Die Stadt der verkauften Traeume
Sie sehen viel älter aus«, sagte er mit einem zufriedenen Lächeln. »Oder sind Sie womöglich ein so großer Lügner, dass Sie nicht einmal Ihr Alter der Wahrheit entsprechend angeben können?«
»Ich habe ein recht schweres Leben gehabt, Sergeant«, antwortete Pete mit trotzigem Blick. »Die Jahre haben mir übler mitgespielt als so manch anderem.«
Lily betrachtete ihn genauer und sah, was er meinte. Er war überhaupt noch nicht so alt, wie sie gedacht hatte, aber seine Haltung entsprach der eines Mannes, der von doppelt so viel Jahren niedergedrückt wurde.
»Es gibt keinen Grund, Mr Peter wegen etwas so Belanglosem zu beschuldigen, Pauldron«, bemerkte der Inspektor und fügte mit Nachdruck hinzu: »Wir haben mehr als genug Beweise.«
»Beweise?« Pete rutschte unbehaglich auf seinem Sitz hin und her »Was haben …«
»Alles zu seiner Zeit«, sagte der Inspektor bestimmt und widmete sich seinen Notizen. »Mr Peter, wir haben hier mehrere Zeugenaussagen von ihren …«, der Inspektor suchte nach einem Wort,»… von anderen Kunden hier im Haus, die erwähnt haben, dass Sie sich während ihrer Besuche regelmäßig mit Miss Gloria unterhalten haben.
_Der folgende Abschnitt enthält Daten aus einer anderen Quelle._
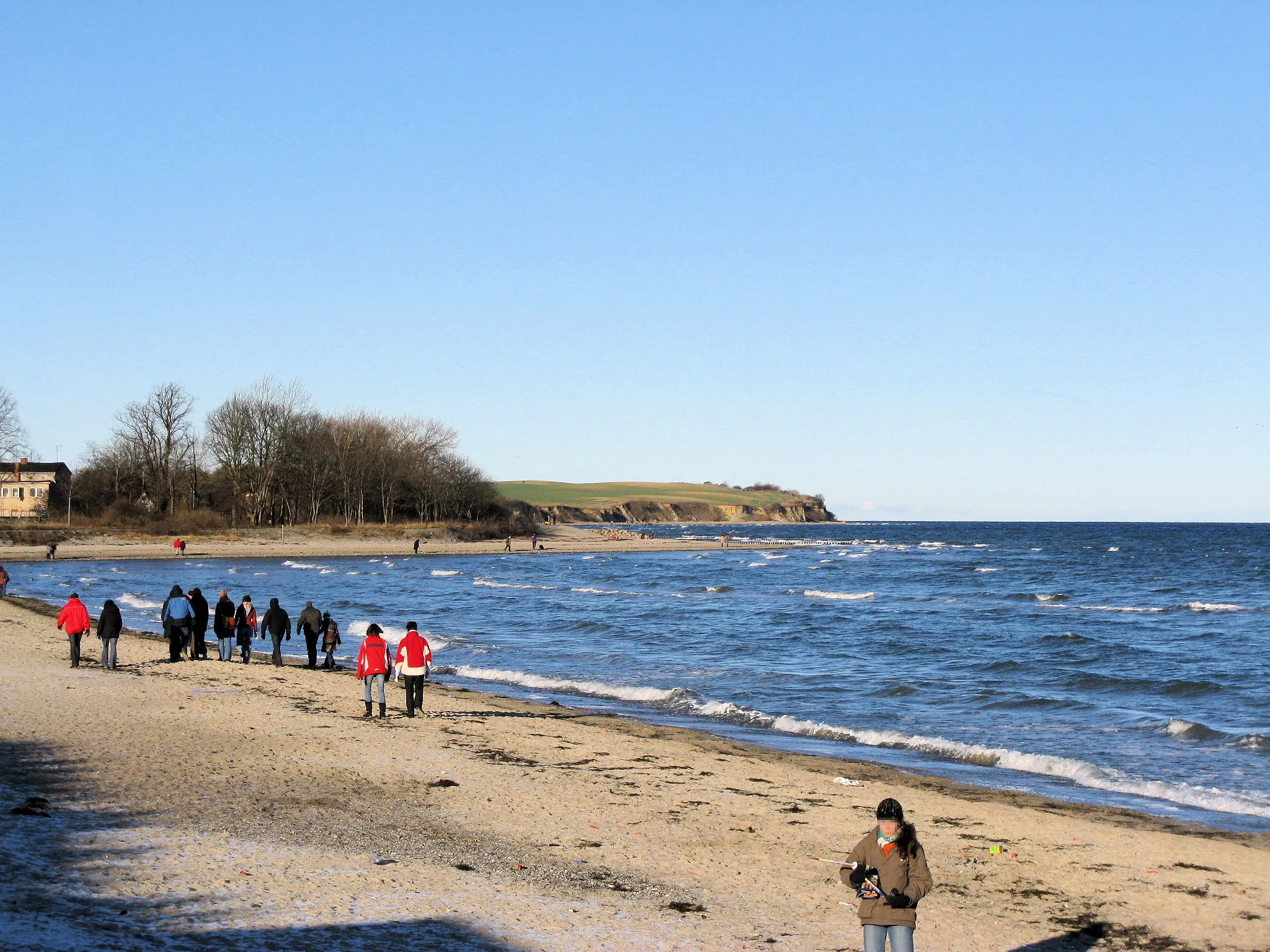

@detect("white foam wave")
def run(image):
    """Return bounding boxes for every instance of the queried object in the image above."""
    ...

Streiten Sie das ab?«
»Dafür besteht kein Grund«, brummte Pete. »Ein liebes Mädchen, war immer bereit, mit mir zu reden. Auch die anderen hier sind freundlich, aber sie haben viel zu tun. Manchmal hab ich nur jemanden gebraucht, der mir zuhört. Sie wollen doch nicht etwa sagen, dass man jetzt auch noch für ein kleines Schwätzchen einen Vertrag braucht?«
»Natürlich nicht, aber diese Unterhaltungen blieben nicht auf dieses Gebäude beschränkt, oder? Miss Gloria hat Sie bei mehreren Gelegenheiten im Fische-Bezirk aufgesucht, oder nicht?«
Jetzt fing Pete an zu schwitzen. Lily sah, wie er mit dem Finger um seinen schmuddeligen Kragens fuhr. Mit einem leichten Frösteln erinnerte sie sich an den Abend nach Marks Fest vor einer Woche, als sie selbst Gloria zufällig über den Weg gelaufen war.
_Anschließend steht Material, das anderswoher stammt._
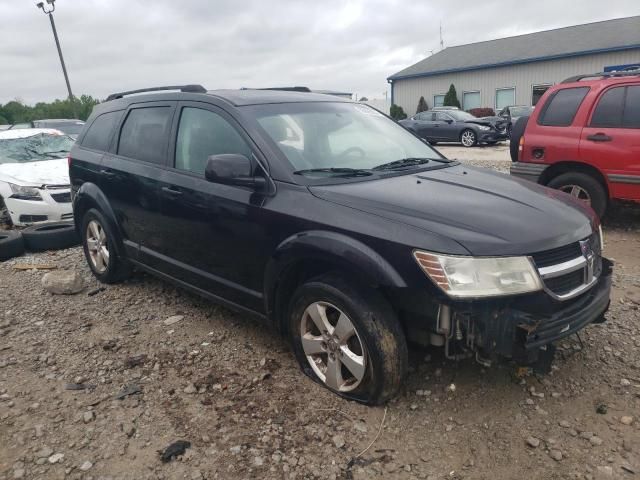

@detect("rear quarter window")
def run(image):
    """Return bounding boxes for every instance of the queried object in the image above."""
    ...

[538,87,589,127]
[82,111,122,152]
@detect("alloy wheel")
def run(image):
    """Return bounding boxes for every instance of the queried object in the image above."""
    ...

[559,185,591,205]
[300,302,367,392]
[461,130,476,147]
[86,220,109,273]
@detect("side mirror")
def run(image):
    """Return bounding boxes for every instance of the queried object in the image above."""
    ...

[204,153,267,190]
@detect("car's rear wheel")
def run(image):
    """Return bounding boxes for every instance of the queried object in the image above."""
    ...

[81,208,131,283]
[547,172,608,217]
[460,129,478,148]
[289,274,407,404]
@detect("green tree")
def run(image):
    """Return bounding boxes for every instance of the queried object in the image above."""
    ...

[416,97,429,113]
[389,103,407,120]
[442,83,460,108]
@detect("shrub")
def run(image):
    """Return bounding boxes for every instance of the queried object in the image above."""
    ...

[442,83,460,108]
[416,97,429,113]
[389,103,407,120]
[468,107,496,118]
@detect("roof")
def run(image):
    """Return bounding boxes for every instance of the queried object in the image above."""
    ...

[207,89,348,106]
[388,16,640,80]
[0,128,64,140]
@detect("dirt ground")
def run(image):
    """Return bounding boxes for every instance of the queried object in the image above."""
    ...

[0,151,640,480]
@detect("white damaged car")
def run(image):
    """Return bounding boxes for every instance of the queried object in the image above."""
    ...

[0,128,74,226]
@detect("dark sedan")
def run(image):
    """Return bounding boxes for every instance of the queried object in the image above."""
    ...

[400,110,509,147]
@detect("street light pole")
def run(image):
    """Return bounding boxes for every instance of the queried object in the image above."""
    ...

[36,0,75,112]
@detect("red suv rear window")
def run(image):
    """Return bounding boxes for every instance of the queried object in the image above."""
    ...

[538,87,589,127]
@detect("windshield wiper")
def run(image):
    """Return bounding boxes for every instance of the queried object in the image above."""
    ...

[293,167,371,177]
[372,157,431,170]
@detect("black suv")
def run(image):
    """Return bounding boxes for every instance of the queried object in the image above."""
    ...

[69,85,611,403]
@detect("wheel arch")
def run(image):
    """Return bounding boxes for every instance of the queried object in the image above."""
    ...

[73,182,125,256]
[264,231,407,332]
[538,160,611,199]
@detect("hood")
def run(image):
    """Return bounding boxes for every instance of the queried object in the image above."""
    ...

[0,158,69,186]
[309,165,595,256]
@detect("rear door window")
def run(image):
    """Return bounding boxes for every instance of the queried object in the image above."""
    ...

[82,111,122,152]
[118,107,173,164]
[175,107,251,175]
[622,85,640,128]
[538,87,589,127]
[590,87,625,128]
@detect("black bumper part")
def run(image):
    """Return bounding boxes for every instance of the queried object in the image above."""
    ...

[468,258,612,361]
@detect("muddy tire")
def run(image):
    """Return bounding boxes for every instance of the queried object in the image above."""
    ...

[0,230,24,262]
[22,222,80,252]
[80,208,132,283]
[547,172,609,218]
[460,128,478,148]
[289,274,408,405]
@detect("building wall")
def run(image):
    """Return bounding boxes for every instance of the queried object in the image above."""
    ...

[393,49,640,115]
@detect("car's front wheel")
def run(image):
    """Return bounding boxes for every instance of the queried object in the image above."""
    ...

[289,274,407,404]
[460,129,478,148]
[81,208,131,283]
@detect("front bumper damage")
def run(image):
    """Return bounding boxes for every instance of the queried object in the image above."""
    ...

[406,258,612,366]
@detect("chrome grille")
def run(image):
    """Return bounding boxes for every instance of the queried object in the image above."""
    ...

[531,233,602,300]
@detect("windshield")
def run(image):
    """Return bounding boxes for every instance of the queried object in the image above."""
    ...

[0,133,73,164]
[447,110,478,122]
[36,121,84,135]
[247,102,446,176]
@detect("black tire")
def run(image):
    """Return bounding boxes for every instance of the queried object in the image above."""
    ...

[547,172,609,218]
[22,222,80,252]
[460,128,478,148]
[509,117,529,162]
[80,208,132,283]
[0,230,24,261]
[289,274,408,405]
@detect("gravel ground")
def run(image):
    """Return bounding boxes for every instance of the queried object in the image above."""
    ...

[0,155,640,480]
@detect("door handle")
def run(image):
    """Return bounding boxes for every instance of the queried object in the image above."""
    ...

[587,132,613,142]
[162,187,182,197]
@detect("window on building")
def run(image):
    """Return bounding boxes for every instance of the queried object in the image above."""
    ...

[496,87,516,110]
[82,110,122,152]
[531,84,551,107]
[175,107,251,175]
[590,87,625,128]
[462,91,480,110]
[538,87,589,127]
[622,85,640,128]
[118,107,172,164]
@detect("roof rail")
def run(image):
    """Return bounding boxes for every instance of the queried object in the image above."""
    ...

[106,85,207,102]
[240,87,311,93]
[560,67,640,83]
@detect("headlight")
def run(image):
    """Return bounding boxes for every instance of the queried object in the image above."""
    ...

[413,250,542,298]
[9,183,42,201]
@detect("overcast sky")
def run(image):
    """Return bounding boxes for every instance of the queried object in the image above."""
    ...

[0,0,640,103]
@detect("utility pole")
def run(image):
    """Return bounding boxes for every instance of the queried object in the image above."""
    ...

[36,0,76,115]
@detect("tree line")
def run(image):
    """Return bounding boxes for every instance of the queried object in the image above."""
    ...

[0,95,100,125]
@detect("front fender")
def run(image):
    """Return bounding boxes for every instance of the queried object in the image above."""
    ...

[73,182,125,255]
[264,230,407,320]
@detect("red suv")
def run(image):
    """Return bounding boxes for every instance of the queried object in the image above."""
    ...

[511,70,640,216]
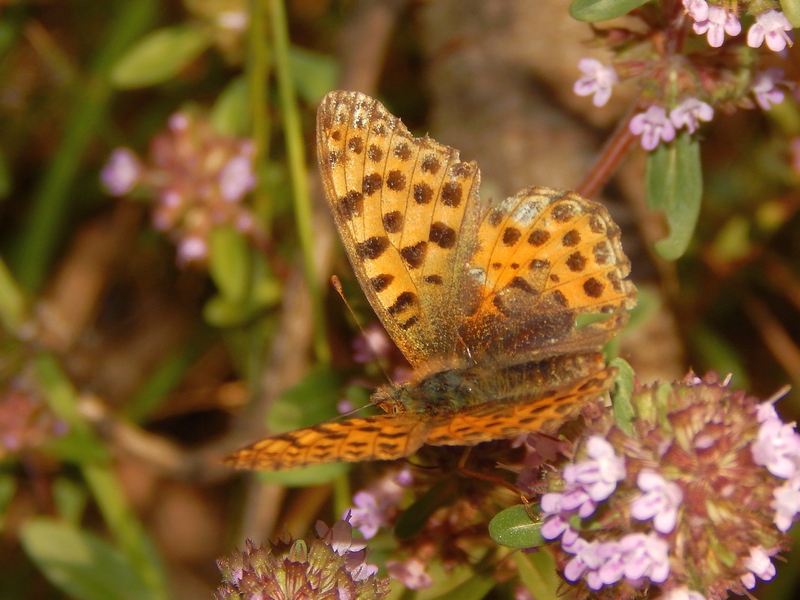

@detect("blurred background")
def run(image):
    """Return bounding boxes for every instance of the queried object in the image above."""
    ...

[0,0,800,599]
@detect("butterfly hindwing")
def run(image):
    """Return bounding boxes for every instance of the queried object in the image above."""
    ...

[226,415,428,471]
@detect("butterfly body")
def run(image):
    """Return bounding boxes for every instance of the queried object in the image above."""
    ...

[228,92,636,470]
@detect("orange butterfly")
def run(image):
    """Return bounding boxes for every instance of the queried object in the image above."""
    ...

[226,91,636,470]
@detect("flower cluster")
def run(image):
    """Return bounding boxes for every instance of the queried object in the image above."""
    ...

[528,375,800,600]
[683,0,792,52]
[574,0,792,151]
[101,112,255,264]
[0,382,67,459]
[342,469,412,540]
[216,521,389,600]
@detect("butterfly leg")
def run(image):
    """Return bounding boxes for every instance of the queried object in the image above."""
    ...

[457,447,538,521]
»Ich … ich …« Pete rang nach Worten, doch Pauldron beugte sich wieder dicht vor sein Gesicht. Seine Abscheu war greifbar.
»Lügen bringt nichts, Pete. Denken Sie daran, ich selbst habe Sie dort getroffen, in Miss Glorias Begleitung. Miss Lilith wird es ebenfalls beschwören.«
Pete sah auf seine verkrampften Hände hinab. Er murmelte etwas in Richtung Boden.
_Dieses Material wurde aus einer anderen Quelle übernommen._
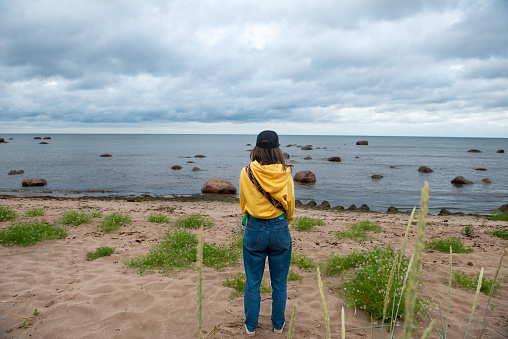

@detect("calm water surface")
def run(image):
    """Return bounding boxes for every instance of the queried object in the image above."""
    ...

[0,134,508,213]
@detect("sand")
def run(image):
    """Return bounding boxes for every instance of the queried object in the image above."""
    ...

[0,197,508,338]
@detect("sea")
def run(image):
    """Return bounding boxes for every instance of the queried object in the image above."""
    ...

[0,134,508,214]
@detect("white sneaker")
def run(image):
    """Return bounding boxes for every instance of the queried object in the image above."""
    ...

[273,323,286,334]
[243,324,256,335]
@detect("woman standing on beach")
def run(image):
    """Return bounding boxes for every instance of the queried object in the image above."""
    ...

[240,131,295,335]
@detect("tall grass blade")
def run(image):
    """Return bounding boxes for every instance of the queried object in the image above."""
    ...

[421,320,439,339]
[464,267,483,339]
[379,253,400,339]
[196,225,205,339]
[473,251,505,338]
[317,266,331,339]
[340,306,346,339]
[441,245,453,339]
[288,302,298,339]
[402,182,429,339]
[418,298,443,338]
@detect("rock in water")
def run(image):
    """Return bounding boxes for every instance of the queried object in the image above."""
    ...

[201,179,236,194]
[294,171,316,183]
[21,179,48,187]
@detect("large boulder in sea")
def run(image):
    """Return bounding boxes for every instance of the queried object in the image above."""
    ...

[21,179,48,187]
[418,166,434,173]
[201,179,236,194]
[451,175,473,185]
[294,171,316,183]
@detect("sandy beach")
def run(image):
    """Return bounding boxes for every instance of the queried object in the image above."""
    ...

[0,196,508,339]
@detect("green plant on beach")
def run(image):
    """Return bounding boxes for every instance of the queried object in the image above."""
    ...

[0,205,17,221]
[0,220,67,246]
[23,208,45,217]
[86,246,115,261]
[291,251,316,271]
[489,210,508,221]
[148,213,171,224]
[336,220,383,240]
[97,212,132,233]
[452,270,501,296]
[174,213,213,228]
[126,229,241,273]
[425,237,473,253]
[291,216,325,232]
[492,228,508,240]
[60,211,101,226]
[462,225,474,237]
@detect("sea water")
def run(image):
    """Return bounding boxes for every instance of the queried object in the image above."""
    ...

»Wie war das?«, fragte der Inspektor mit eisiger Ruhe.
»Es … es ist nicht so, wie Sie denken … sie … Miss Gloria … sie steckte in Schwierigkeiten. Ich habe ihr manchmal ausgeholfen. Es war … Flitter … Sie wissen schon, abgefüllte Gefühle …«
»Wir haben bereits in ihren Belegen festgestellt, dass Miss Gloria ungewöhnlich große Mengen dieser Substanzen erwarb«, räumte der Inspektor ein.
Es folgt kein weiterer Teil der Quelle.